Ammonia buildup, seemingly overnight?

Discussion in 'Coop & Run - Design, Construction, & Maintenance' started by Jeffross1968, Jan 26, 2012.

  1. Jeffross1968

    Jeffross1968 Chillin' With My Peeps

    May 14, 2011
    Smoky Mountains
    I have two coops. One has a dirt floor, the other is raised off the ground. I've used the deep litter method since June. I have my head in both coops daily. Yesterday, seemingly all of a sudden, both coops developed an amazingly strong smell of ammonia, which I know can happen, but found it weird that it happened so quickly. I've dealt with both, cleaned them out and added new bedding. But I guess I don't understand how it happened so abruptly.

    Has anyone else experienced it like this? Strange both coops getting it the same day...
  2. ivan3

    ivan3 spurredon Premium Member

    Jan 27, 2007
    Increase in air temp and relative humidity, combined with little or no wind (ventilation in coops) can raise a choking miasma in short order.
    Last edited: Jan 26, 2012
  3. CluckyJay

    CluckyJay Chillin' With My Peeps

    Feb 23, 2011
    Crossville, Tennessee
    I got that overnight when the rain blew into the coop and soaked it. I just stirred it really well and then top-dressed it with more dry matter. I am about to pull it all out (maybe today) and use it on the garden. I am excited. Got the goat pen and the chicken pen to use on the garden.

    This years flowers and veggies should be even more fantastic than last years!
  4. SassyKat6181

    SassyKat6181 Chillin' With My Peeps

    Aug 30, 2010
    Western Mass
    I saw a coop in a magazine the other day where the lady had a chimney pipe about a foot off the ground that ran up the wall and vented outside. It said that the warm damp air near the floor would create enough draft in the pipe to remove the extra moisture and ammonia fumes in the coop, especially when using a deep litter method.
  5. OldRoo

    OldRoo Out Of The Brooder

    Sep 25, 2011
    This idea works, have used it in horse stalls to remove damp smelling orders
  6. mtdream33

    mtdream33 Out Of The Brooder

    Apr 15, 2010
    Northwest Montana
    Same thing happened to me. I'm chicken-sitting for neighbor's 6 hens until May. She has a tiny coop with a pop door that is open 24/7, as well as circular vents on north and south sides. About four days ago when I opened the top flap to stir shavings and collect eggs, the ammonia just about knocked me out. This, even when I stir twice a day and add shavings when I deem necessary. Today, since it's the weekend I chose to remove all the shavings and add new. I could tell it wasn't going to get better! Even with all the airflow and constant stirring, my opinion is that her coop is just so small it's going to be necessary to do this at times. An added annoyance is the water container that is sitting on the heating thingy, is not very far above the shavings so when I change the water I constantly get overflow in the coop because the coop isn't large enough to remove the two gallon waterer. I have to take the top off, lift the base, rinse it, place it back on the heater pan, then fill, then replace the cover. When I replace it, no matter how slowly I push it back down, the water squirts from the trough into the coop. Then I have to remove wet shavings.
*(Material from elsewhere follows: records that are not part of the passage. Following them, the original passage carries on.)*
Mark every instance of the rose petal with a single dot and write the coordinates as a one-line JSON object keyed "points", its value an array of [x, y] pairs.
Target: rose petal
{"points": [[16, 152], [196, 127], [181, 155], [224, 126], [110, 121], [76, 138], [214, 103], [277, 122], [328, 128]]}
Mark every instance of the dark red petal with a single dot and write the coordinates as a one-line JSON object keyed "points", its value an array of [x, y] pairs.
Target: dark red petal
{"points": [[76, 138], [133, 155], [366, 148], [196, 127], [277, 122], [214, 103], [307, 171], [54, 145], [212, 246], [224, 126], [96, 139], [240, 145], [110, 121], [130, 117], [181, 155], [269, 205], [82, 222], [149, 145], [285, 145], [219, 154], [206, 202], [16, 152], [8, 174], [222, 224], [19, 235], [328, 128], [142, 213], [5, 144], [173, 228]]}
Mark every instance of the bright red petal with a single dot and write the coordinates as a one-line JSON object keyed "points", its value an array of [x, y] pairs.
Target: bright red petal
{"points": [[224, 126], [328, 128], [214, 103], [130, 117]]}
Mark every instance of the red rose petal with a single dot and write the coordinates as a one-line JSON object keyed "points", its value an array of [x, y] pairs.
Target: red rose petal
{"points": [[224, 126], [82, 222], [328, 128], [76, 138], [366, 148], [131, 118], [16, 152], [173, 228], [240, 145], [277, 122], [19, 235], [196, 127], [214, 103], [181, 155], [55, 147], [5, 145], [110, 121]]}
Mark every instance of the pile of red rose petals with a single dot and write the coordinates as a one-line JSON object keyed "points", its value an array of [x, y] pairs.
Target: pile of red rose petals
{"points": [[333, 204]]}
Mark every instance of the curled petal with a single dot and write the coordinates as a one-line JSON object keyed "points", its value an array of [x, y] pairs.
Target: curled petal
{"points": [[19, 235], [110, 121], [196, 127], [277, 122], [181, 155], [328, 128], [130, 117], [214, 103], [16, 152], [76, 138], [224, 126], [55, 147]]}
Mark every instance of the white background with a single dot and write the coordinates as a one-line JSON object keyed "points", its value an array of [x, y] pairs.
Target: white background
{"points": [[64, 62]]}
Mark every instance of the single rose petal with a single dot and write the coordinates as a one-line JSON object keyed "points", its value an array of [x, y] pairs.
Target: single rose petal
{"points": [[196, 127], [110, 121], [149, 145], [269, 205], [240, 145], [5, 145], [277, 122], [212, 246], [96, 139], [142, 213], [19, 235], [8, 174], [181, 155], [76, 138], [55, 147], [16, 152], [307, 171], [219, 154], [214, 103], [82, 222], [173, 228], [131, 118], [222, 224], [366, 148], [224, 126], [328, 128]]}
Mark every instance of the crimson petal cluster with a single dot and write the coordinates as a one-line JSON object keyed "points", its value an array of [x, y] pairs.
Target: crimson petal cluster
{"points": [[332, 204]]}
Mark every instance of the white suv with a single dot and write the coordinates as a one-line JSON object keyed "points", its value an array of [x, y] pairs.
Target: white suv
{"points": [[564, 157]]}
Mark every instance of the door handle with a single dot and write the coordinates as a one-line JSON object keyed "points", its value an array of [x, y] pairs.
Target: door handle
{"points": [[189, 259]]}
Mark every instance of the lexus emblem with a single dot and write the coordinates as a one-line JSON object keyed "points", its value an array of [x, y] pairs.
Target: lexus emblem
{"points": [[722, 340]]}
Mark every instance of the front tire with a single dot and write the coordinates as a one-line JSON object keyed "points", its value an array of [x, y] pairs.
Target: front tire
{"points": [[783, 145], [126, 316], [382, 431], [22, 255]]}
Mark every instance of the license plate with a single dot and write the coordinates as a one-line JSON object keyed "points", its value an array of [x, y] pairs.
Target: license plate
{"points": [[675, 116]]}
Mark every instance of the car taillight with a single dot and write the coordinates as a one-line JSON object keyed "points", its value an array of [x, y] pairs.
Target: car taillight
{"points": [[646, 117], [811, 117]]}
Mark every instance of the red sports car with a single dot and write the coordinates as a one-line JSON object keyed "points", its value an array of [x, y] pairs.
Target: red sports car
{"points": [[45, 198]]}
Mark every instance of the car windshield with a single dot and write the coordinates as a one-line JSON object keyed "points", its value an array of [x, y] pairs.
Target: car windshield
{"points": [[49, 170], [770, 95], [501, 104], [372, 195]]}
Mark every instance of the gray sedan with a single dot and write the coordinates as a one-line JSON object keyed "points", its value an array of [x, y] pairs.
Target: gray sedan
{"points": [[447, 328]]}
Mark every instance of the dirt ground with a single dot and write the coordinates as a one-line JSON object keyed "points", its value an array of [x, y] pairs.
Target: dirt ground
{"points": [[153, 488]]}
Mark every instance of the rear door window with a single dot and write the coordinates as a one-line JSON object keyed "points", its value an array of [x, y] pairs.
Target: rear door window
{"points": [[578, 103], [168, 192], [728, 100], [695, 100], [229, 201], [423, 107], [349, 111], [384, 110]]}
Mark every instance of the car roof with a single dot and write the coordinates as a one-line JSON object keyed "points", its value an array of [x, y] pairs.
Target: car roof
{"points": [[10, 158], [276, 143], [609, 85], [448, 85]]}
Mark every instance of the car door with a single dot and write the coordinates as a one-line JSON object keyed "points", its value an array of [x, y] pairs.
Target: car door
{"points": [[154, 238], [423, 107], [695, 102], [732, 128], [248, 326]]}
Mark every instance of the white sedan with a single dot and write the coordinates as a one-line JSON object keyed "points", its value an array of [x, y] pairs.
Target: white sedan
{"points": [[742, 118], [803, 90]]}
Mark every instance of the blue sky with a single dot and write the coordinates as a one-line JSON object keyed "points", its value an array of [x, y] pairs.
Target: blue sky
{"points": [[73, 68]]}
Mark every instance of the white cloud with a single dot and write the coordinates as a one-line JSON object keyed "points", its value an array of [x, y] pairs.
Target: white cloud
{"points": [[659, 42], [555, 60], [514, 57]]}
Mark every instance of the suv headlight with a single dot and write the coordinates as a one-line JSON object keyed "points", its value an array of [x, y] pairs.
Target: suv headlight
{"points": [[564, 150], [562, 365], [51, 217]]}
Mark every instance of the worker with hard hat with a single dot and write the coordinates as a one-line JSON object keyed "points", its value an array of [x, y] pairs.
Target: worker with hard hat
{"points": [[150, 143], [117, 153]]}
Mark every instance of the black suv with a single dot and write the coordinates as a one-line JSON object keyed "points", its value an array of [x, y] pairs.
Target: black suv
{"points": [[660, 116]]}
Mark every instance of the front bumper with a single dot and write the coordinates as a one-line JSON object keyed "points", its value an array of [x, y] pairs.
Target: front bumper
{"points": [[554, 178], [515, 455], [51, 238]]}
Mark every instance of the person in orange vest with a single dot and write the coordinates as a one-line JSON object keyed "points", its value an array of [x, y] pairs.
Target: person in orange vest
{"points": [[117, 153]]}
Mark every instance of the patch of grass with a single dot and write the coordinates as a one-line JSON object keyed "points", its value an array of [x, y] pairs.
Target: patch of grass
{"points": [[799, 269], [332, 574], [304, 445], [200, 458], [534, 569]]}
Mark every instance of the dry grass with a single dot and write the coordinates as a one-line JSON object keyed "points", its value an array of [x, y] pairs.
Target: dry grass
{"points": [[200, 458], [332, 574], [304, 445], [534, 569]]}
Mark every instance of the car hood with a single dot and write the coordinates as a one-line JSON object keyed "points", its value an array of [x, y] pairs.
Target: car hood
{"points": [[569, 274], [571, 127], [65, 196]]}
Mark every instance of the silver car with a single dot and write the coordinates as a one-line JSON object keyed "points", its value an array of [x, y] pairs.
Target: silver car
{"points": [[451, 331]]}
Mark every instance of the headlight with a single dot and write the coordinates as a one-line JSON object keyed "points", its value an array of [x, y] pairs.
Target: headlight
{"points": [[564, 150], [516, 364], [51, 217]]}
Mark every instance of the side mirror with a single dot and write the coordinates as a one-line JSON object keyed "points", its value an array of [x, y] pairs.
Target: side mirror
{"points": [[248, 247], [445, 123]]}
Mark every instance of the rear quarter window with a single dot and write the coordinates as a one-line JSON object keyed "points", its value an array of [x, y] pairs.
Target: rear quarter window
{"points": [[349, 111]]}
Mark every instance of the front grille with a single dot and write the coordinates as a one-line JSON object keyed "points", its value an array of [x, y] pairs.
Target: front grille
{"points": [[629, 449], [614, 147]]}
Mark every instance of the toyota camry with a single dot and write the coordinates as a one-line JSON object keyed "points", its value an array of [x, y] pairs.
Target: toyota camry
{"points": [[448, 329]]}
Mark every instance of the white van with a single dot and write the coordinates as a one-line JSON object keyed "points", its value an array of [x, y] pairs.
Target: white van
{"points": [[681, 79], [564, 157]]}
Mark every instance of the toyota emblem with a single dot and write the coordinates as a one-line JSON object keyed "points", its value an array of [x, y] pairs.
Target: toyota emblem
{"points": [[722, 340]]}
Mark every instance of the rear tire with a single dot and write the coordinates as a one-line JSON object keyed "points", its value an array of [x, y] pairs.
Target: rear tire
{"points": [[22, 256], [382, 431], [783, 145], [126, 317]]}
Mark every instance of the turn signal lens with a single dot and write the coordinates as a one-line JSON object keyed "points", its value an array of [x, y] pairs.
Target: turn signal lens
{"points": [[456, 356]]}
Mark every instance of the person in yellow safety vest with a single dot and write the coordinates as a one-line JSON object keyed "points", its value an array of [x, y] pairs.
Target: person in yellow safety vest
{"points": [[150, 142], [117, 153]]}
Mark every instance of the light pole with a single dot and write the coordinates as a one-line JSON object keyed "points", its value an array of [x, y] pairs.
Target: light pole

    On the upside, I know now that I won't be getting the same type of waterer for my flock. She's limited because of the size of the coop. I wish I could hang it, but no dice.

    At least I have lots of compost cooking right now!
  7. reksat

    reksat Chillin' With My Peeps

    Mar 7, 2011
    This happened to me the other day, and my coop up until this day, this has never happened and the only thing that i can narrow it down to is that its been very wet here over the last couple weeks and the humidity is high. I stirred it up yesterday and checked it today and it seems fine.Wet weather and elevated humidity i guess.
  8. Jeffross1968

    Jeffross1968 Chillin' With My Peeps

    May 14, 2011
    Smoky Mountains
    Yeah, I guess that could be it because we've been insanely wet for this time of year. I cleaned out both coops and added fresh shavings. They hadn't been emptied since late June anyway, so it was time.
  9. speckledhen

    speckledhen Intentional Solitude Premium Member

    When there is an extended period of wet weather, shavings can soak up humidity from just the saturated air in the coop, not to mention the wet feet and feathers on the birds coming in from outside. When that happens, ammonia can build quickly.
  10. Pharm Girl

    Pharm Girl Chillin' With My Peeps

    Jan 6, 2011
    Choking miasma? Tell me more! I found a chicken dead in my coop yesterday. She was less than a year old. I performed a necropsy on her today and found nothing wrong other than an empty crop. She was farthest away from the vent. I have sand in my coop and clean all the poop every day. Can't figure out why she croaked.